German physicist (1873–1916)

Karl Schwarzschild (/de/; 9 October 1873 – 11 May 1916) was a German physicist and astronomer.

Schwarzschild provided the first exact solution to the Einstein field equations of general relativity, for the limited case of a single spherical non-rotating mass, which he accomplished in 1915, the same year that Einstein first introduced general relativity. The Schwarzschild solution, which makes use of Schwarzschild coordinates and the Schwarzschild metric, leads to a derivation of the Schwarzschild radius, which is the size of the event horizon of a non-rotating black hole.

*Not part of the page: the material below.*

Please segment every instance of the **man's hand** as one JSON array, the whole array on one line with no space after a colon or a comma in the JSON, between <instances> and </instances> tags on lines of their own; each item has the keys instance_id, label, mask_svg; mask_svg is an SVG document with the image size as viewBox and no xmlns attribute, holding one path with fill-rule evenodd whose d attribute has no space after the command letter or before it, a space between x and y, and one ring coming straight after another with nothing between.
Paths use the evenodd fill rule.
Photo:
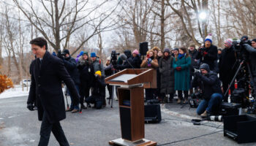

Schwarzschild accomplished this while serving in the German army during World War I. He died the following year, possibly from the autoimmune disease pemphigus, which he developed while at the Russian front.

==Life==
Karl Schwarzschild was born on 9 October 1873 in Frankfurt am Main, the eldest of six boys and one girl, to Jewish parents. His father was active in the business community of the city, and the family had ancestors in Frankfurt from the sixteenth century onwards. The family owned two fabric stores in Frankfurt. His brother Alfred became a painter. The young Schwarzschild attended a Jewish primary school until 11 years of age and then the Lessing-Gymnasium (secondary school). He received an all-encompassing education, including subjects like Latin, Ancient Greek, music and art, but developed a special interest in astronomy early on. He proved to be a child prodigy, having two papers on binary orbits (celestial mechanics) published before the age of sixteen.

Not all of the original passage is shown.